Soweit die Klägerin bei ihrer Anhörung erklärt hat, mit ihr seien nie verschiedene Prothesenvarianten erörtert worden, vermag das den Senat nicht zu überzeugen. Unstreitig sind an der alten Modellgussprothese seit 1997 fortlaufend Reparaturen durchgeführt worden, bis ihr Zustand völlig desolat war. Es steht weiter fest, dass die erneute Versorgung mit einer Modellgussprothese derjenigen mit einer Teleskopprothese im Hinblick auf den Sitz der Prothese und die Schonung der verbliebenen Pfeilerzähne weit unterlegen war. Es widerspricht jeglicher Lebenserfahrung, dass ein Zahnarzt einen Patienten nicht zumindest auf die sich anbietende bessere Versorgungsmöglichkeit hinweist, sondern den Patienten kommentarlos sehenden Auges mit einer suboptimalen Prothese versorgt, bei der Beschwerden des Patienten und erneuter Nacharbeitungsbedarf vorauszusehen sind.
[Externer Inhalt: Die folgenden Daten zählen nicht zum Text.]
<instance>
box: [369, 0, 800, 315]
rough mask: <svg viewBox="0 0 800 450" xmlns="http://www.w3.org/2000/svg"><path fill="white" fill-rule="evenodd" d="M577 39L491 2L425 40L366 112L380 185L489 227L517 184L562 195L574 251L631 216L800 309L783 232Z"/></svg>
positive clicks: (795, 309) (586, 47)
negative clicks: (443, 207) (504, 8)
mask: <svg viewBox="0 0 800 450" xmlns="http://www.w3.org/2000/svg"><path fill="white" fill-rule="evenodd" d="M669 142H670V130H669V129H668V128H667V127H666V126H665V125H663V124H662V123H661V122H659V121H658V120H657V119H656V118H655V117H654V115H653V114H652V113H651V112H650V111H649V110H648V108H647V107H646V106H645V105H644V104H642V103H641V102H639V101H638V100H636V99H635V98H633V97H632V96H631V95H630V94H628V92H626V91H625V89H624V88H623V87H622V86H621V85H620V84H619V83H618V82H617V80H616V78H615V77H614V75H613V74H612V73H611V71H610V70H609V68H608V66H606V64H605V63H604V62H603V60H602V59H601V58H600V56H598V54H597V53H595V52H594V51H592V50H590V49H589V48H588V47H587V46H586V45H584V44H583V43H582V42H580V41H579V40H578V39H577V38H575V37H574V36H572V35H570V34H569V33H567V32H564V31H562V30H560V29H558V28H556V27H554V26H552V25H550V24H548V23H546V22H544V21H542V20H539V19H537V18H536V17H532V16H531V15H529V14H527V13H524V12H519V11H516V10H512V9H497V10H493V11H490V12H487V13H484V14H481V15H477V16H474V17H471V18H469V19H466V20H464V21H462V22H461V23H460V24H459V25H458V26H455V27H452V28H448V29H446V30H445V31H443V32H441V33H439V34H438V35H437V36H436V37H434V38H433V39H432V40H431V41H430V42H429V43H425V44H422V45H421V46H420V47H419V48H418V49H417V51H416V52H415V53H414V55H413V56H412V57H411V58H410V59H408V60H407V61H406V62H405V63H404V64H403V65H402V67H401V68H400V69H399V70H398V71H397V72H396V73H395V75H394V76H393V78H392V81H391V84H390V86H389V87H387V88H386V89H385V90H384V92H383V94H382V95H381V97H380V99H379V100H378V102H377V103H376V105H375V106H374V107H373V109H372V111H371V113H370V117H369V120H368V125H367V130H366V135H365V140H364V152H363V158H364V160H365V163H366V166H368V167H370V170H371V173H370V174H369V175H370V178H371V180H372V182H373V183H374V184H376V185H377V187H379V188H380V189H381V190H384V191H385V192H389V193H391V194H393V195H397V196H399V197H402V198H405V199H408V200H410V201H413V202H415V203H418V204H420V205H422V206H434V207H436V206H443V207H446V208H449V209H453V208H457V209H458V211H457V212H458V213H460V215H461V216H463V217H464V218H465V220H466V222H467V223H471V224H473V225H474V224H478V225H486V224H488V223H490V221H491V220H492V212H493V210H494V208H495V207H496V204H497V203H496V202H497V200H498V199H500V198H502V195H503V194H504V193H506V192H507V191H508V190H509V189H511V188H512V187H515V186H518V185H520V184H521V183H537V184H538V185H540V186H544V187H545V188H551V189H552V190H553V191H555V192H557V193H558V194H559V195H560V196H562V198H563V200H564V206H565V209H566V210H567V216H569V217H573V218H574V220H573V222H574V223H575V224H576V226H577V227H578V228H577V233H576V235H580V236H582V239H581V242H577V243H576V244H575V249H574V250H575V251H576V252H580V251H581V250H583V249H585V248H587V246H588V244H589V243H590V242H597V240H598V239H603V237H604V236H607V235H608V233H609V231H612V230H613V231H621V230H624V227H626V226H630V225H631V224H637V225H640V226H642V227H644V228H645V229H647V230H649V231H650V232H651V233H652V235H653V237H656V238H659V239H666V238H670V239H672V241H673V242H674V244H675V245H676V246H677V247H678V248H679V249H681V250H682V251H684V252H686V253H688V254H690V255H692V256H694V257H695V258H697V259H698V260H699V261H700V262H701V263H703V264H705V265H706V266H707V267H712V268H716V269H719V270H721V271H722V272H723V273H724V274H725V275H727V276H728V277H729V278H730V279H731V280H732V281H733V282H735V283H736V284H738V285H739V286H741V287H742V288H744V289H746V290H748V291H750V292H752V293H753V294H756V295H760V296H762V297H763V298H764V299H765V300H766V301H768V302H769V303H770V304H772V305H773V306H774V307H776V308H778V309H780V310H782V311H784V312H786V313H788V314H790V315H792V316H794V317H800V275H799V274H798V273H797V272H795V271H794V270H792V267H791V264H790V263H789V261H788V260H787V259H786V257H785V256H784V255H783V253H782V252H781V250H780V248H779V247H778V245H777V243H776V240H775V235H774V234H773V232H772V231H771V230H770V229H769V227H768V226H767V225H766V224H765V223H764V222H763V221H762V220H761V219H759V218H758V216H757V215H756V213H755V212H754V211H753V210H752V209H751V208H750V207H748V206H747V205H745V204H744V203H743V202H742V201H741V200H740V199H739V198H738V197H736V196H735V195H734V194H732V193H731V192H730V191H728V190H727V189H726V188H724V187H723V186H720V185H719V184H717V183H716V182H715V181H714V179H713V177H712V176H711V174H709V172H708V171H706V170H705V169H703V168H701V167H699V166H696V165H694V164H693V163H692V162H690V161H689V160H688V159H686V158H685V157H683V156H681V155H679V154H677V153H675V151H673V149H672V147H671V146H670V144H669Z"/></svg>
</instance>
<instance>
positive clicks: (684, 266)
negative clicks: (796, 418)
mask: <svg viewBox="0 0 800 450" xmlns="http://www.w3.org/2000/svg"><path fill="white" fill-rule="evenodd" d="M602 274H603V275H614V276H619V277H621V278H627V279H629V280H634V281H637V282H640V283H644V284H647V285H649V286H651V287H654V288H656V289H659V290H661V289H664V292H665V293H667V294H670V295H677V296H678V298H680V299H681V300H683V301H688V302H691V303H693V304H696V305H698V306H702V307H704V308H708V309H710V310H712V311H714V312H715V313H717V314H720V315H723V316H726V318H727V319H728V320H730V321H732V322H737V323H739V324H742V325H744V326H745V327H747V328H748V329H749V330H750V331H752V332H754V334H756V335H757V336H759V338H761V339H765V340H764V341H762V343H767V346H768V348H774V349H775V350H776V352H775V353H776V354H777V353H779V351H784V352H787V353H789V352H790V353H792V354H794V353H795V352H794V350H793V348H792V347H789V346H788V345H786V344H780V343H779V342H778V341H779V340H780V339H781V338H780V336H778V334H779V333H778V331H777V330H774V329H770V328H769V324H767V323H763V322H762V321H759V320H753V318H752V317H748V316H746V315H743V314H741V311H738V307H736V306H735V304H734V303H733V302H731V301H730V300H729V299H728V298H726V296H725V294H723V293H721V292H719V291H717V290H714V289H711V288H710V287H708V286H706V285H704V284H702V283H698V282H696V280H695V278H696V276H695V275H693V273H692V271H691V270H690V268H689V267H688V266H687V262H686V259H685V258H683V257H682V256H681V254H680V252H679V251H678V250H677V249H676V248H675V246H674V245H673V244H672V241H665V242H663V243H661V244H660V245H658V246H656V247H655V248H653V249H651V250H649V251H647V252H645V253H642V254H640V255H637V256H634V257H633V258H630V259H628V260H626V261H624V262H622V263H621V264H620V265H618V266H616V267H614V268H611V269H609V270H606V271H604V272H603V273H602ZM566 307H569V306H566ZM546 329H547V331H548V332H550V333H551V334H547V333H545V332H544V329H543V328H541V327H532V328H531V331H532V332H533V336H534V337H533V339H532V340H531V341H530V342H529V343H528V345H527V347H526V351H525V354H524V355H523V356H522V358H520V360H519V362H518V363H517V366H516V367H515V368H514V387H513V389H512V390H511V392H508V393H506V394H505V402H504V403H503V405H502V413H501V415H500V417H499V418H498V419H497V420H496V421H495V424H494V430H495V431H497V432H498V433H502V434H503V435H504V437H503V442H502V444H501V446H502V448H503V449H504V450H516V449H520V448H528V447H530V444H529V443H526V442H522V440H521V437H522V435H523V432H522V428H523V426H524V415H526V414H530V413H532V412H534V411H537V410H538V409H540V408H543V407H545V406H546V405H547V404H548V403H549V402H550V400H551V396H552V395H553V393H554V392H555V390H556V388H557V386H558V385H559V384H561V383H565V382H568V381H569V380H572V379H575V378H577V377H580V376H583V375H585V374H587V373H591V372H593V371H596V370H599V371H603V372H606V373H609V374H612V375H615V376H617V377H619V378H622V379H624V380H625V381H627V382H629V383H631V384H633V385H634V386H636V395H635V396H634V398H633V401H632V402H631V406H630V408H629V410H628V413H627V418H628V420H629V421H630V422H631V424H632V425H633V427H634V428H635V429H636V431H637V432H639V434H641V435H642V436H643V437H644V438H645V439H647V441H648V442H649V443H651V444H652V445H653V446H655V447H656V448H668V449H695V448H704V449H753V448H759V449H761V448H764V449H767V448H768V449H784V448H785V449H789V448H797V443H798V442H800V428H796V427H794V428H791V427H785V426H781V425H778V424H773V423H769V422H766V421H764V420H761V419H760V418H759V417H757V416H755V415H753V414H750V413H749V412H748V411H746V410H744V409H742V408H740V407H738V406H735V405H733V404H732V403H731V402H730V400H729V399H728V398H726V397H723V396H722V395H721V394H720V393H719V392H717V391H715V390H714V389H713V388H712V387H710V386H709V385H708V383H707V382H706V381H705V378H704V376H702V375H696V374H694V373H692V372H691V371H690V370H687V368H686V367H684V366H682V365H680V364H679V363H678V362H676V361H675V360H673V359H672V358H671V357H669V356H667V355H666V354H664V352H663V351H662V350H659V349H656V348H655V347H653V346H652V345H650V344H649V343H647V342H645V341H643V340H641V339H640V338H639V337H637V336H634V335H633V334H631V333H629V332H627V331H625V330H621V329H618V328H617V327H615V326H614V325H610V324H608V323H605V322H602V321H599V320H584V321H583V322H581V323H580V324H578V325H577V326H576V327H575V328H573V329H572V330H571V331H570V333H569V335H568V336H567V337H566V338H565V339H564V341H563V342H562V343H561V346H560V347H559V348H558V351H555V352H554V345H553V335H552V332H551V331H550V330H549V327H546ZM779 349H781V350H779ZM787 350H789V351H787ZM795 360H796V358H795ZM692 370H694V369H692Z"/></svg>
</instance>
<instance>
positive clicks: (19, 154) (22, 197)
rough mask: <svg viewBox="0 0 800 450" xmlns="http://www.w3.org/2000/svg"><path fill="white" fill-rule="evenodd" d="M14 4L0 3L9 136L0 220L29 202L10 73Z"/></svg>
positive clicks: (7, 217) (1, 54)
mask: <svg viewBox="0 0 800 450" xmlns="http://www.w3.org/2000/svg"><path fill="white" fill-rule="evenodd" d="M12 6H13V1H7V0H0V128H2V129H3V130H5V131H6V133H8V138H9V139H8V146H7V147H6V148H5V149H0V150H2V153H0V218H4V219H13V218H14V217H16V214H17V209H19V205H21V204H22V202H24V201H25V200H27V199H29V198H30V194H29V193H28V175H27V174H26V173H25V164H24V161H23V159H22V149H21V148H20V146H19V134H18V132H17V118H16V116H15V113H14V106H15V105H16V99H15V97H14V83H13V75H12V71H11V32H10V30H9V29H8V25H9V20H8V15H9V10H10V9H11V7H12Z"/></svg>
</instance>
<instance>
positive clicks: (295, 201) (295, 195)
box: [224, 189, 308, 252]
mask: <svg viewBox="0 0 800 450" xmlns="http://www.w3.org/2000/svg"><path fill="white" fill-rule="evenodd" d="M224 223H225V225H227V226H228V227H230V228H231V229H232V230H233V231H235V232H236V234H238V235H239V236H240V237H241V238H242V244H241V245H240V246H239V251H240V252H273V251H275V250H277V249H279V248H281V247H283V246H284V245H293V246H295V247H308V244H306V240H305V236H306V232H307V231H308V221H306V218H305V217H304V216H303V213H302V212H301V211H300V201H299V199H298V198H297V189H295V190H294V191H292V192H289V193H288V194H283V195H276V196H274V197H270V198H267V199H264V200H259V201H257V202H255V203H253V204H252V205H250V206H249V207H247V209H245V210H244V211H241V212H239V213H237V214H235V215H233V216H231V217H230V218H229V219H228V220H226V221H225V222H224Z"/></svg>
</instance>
Ebenso wenig überzeugt den Senat die Behauptung der Klägerin, sie hätte sich bei ordnungsgemäßer Aufklärung seinerzeit für eine Teleskopprothese entschieden.

18

Dagegen spricht vielmehr eindeutig, dass ihre heutige Zahnärztin spätestens im Juli 2005 eine Versorgung mit einer Teleskopprothese vorgeschlagen hat, ohne dass dieses Vorhaben - trotz der behaupteten Beschwerden der Klägerin - bis zum heutigen Tage umgesetzt worden wäre.

19

3.

Die Kostenentscheidung beruht auf § 97 Abs. 1 ZPO, diejenige zur vorläufigen Vollstreckbarkeit auf §§ 708 Nr. 10, 711, 713 ZPO.